3 October 2008, 9.30 a.m. - 6.00 p.m., Madrid / Spain

Title: "Energy, Democracy and Development: the case of the Middle East and North Africa"

This seminar, convened by FRIDE, aims to examine the links between European polices on development co-operation, energy security and the promotion of good governance.

EDC2020 panel at the 12th EADI General Conference

27 June, 11 a.m. - 12.30 p.m., Geneva/Switzerland

Title: European Development Co-operation to 2020. Emerging Issues for Europe's Development Policy-making

This is an important moment in the history of Europe's relations with developing countries. New issues are emerging which are interconnected and of global nature. Three major issues are highly discussed: emerging players, energy security and climate change:

  1. International relations are undergoing profound change with newly emerging powers entering the scene. This has potentially radical effects on international development policy.
  2. Energy security has shot to the top of Europe's foreign policy agenda. A plethora of new energy partnerships has been or is being put in place, from Africa, through the Middle East, to Central Asia. Policy-makers in Brussels acknowledge that a key 'emerging need' is a better understanding of the relationship between energy imperatives on the one hand, and policies related to development, good governance and democracy promotion on the other hand.
  3. Climate change is rising rapidly up in many donors' agendas but there has so far been little systematic work done on climate change and European development policy. The intersection between the development policy and new issues such as climate change, emerging powers and energy security has become increasingly complex.
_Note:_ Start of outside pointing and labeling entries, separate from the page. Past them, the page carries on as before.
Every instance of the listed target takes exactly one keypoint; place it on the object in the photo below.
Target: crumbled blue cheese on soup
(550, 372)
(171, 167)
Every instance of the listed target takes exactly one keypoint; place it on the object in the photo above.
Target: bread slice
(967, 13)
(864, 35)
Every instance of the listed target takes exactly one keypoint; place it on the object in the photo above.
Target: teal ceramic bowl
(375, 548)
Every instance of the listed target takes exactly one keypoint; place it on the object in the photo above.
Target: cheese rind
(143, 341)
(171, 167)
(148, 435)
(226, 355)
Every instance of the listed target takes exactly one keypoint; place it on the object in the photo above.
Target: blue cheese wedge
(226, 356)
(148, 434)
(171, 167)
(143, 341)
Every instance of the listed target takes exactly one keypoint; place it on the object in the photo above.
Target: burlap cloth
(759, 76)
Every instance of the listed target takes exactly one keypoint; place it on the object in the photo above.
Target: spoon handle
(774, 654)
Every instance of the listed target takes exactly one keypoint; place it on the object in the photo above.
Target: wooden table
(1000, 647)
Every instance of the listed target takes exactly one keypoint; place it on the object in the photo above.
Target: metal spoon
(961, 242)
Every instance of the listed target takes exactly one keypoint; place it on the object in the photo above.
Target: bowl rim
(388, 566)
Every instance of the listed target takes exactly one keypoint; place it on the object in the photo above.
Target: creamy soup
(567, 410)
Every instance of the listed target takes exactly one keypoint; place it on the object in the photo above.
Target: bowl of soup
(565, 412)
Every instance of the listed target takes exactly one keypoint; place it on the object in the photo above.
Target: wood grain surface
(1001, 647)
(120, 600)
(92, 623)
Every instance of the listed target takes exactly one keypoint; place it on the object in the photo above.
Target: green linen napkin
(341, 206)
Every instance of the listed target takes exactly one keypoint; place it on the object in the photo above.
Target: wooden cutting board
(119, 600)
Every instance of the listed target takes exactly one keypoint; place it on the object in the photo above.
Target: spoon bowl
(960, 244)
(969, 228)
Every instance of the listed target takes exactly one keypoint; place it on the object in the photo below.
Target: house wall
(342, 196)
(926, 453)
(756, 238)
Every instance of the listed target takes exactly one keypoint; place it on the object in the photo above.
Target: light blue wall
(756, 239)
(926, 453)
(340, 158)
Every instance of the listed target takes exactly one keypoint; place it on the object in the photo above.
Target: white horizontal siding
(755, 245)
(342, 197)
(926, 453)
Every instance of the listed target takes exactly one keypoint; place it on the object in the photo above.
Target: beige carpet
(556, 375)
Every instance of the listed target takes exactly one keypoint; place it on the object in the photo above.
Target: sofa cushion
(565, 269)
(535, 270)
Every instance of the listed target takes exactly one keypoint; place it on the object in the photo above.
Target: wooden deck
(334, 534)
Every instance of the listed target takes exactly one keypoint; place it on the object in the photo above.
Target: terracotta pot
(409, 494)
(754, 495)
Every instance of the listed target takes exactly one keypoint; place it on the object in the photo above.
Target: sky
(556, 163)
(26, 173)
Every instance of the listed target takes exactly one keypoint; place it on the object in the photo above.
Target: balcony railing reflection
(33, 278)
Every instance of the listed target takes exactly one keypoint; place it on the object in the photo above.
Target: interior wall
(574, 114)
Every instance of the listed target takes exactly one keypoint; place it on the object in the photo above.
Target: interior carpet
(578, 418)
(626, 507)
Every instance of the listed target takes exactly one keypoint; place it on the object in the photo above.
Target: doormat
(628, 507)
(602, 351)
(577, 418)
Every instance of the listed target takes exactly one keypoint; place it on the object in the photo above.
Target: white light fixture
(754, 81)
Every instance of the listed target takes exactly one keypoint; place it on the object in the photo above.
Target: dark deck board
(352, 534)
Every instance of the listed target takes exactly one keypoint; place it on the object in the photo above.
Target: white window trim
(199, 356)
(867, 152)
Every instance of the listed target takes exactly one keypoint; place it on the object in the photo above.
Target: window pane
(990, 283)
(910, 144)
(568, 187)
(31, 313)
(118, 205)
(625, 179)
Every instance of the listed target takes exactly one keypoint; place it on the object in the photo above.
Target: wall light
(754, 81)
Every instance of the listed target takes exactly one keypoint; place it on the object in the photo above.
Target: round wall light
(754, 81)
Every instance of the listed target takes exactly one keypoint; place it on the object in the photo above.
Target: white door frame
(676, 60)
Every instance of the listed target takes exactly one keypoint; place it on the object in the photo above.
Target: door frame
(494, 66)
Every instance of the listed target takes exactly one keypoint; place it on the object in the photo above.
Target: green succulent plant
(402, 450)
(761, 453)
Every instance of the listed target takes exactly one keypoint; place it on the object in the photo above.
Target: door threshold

In this session the following speakers will present and discuss how this intersection will shape the future of Europe's policies towards developing countries:
Sven Grimm, German Development Institute / Deutsches Institut für Entwicklungspolitik (DIE), Bonn/Germany
John Humphrey, Institute of Development Studies (IDS), Brighton/UK
Garth le Pere, Institute for Global Dialogue (IGD), Braamfontein/South Africa

Chair: Nadarajah  Shanmugaratnam, Department of International Environment and Development Studies - Norwegian University of Life Science (NORAGRIC)

Read more about the EADI General Conference 2008 at

EDC2020 project launch conference in Brussels

2 June, Residence Palace, Brussels

The kick-off conference will look at issues ranging from new actors in international development to energy security, democracy and political development, European development policy and climate change.

  • What effects will emerging actors such as China, India and Brazil have on European thinking about aid instruments, modalities and organisation of the European aid system?
  • What might climate change mean for current and future  policies in areas such as agriculture, trade, disasters and risk reduction and humanitarian assistance?
  • Is the energy security imperative driving a heightened focus on development or undermining the latter?

The conference is particularly intended to facilitate interaction between researchers, policymakers and practitioners.